Any default values used in the Formula must also be documented in the pillar.example file in the root of the repository. Comments should be used liberally to explain the intent of each configuration value. In addition, users should be able copy-and-paste the contents of this file into their own Pillar to make any desired changes.

Scripting

Remember that both State files and Pillar files can easily call out to Salt execution modules and have access to all the system grains as well.

{% if '/storage' in salt['mount.active']() %}
/usr/local/etc/myfile.conf:
  file:
    - symlink
    - target: /storage/myfile.conf
{% endif %}

Jinja macros to encapsulate logic or conditionals are discouraged in favor of writing custom execution modules in Python.

Repository structure

A basic Formula repository should have the following layout:

foo-formula
|-- foo/
|   |-- map.jinja
|   |-- init.sls
|   `-- bar.sls
|-- CHANGELOG.rst
|-- LICENSE
|-- pillar.example
|-- README.rst
`-- VERSION

See also

template-formula

The template-formula repository has a pre-built layout that serves as the basic structure for a new formula repository. Just copy the files from there and edit them.

README.rst

The README should detail each available .sls file by explaining what it does, whether it has any dependencies on other formulas, whether it has a target platform, and any other installation or usage instructions or tips.

A sample skeleton for the README.rst file:

===
foo
===

Install and configure the FOO service.

**NOTE**

See the full `Salt Formulas installation and usage instructions
<https://docs.saltstack.com/en/latest/topics/development/conventions/formulas.html>`_.

Available states
================

.. contents::
    :local:

``foo``
-------

Install the ``foo`` package and enable the service.

``foo.bar``
-----------

Install the ``bar`` package.

CHANGELOG.rst

The CHANGELOG.rst file should detail the individual versions, their release date and a set of bullet points for each version highlighting the overall changes in a given version of the formula.

A sample skeleton for the CHANGELOG.rst file:

CHANGELOG.rst:

foo formula
===========

0.0.2 (2013-01-01)

- Re-organized formula file layout
- Fixed filename used for upstart logger template
- Allow for pillar message to have default if none specified

Versioning

Formula are versioned according to Semantic Versioning, https://semver.org/.

Note

Given a version number MAJOR.MINOR.PATCH, increment the:

  1. MAJOR version when you make incompatible API changes,

  2. MINOR version when you add functionality in a backwards-compatible manner, and

  3. PATCH version when you make backwards-compatible bug fixes.

Additional labels for pre-release and build metadata are available as extensions to the MAJOR.MINOR.PATCH format.

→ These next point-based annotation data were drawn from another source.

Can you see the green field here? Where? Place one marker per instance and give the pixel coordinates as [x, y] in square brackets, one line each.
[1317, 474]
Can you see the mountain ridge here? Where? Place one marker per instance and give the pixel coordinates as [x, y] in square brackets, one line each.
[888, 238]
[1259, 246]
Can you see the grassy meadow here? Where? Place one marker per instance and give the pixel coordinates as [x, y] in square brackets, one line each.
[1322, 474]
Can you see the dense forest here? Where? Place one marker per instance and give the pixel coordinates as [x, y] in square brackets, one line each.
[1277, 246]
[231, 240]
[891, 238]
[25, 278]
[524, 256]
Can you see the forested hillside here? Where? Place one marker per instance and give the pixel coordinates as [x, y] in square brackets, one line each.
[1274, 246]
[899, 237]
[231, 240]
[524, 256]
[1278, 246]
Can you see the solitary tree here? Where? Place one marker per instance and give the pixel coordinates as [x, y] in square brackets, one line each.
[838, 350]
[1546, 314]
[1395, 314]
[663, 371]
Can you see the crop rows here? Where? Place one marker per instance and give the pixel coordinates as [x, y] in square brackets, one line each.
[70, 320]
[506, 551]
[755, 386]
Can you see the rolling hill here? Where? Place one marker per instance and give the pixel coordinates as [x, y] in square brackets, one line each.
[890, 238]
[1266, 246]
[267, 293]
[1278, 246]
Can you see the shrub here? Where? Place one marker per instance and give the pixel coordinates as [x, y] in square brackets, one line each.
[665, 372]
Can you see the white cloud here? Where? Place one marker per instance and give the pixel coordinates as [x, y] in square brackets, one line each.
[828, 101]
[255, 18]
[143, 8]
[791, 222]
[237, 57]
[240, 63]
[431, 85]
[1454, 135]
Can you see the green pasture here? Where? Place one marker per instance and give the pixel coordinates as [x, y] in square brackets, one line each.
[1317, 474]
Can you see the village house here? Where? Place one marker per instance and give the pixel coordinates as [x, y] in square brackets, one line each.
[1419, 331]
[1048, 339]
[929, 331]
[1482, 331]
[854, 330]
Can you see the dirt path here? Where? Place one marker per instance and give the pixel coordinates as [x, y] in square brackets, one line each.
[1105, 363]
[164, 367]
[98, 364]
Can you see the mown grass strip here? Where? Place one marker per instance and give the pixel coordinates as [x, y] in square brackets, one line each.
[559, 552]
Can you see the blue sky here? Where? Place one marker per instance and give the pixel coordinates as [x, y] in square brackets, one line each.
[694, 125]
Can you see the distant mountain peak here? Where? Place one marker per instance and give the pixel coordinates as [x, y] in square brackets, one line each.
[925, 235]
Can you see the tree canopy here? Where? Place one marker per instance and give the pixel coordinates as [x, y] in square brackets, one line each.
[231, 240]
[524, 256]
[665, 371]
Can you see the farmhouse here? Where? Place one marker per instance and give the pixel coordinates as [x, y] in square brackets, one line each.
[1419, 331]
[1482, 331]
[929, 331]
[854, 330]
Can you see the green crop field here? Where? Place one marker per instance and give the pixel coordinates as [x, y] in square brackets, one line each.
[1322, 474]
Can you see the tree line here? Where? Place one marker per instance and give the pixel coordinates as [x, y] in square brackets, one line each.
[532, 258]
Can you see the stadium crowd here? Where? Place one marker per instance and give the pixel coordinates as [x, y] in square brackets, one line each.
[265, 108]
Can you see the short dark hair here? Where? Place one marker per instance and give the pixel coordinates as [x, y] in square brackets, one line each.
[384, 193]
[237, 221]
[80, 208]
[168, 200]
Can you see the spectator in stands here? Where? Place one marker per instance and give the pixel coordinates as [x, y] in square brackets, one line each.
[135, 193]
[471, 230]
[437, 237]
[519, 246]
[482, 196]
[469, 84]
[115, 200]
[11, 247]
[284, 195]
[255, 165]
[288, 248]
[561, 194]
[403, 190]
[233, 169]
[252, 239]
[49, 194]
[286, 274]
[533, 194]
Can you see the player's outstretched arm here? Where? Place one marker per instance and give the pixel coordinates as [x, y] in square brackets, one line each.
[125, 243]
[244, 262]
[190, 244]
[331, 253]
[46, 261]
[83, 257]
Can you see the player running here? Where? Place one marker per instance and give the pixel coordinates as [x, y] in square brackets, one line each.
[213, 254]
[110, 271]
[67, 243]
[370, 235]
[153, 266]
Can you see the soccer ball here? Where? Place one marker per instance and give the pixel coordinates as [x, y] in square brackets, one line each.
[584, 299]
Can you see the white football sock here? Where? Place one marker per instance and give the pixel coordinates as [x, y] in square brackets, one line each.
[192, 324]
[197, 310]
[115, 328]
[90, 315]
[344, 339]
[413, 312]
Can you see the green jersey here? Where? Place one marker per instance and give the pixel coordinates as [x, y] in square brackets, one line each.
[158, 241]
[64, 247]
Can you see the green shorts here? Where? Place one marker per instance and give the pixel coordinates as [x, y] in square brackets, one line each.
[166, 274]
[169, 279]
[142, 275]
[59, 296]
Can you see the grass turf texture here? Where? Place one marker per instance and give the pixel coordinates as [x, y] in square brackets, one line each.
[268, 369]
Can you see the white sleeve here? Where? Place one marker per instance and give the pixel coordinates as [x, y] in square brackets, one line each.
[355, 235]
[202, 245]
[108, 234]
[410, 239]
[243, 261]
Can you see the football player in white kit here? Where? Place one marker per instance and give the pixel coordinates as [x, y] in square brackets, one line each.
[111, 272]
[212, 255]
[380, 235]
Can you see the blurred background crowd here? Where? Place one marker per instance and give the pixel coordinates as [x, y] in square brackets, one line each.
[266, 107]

Formula versions are tracked using Git tags as well as the VERSION file in the formula repository. The VERSION file should contain the currently released version of the particular formula.

Testing Formulas

A smoke-test for invalid Jinja, invalid YAML, or an invalid Salt state structure can be performed by with the state.show_sls function:

salt '*' state.show_sls apache

Salt Formulas can then be tested by running each .sls file via state.apply and checking the output for the success or failure of each state in the Formula. This should be done for each supported platform.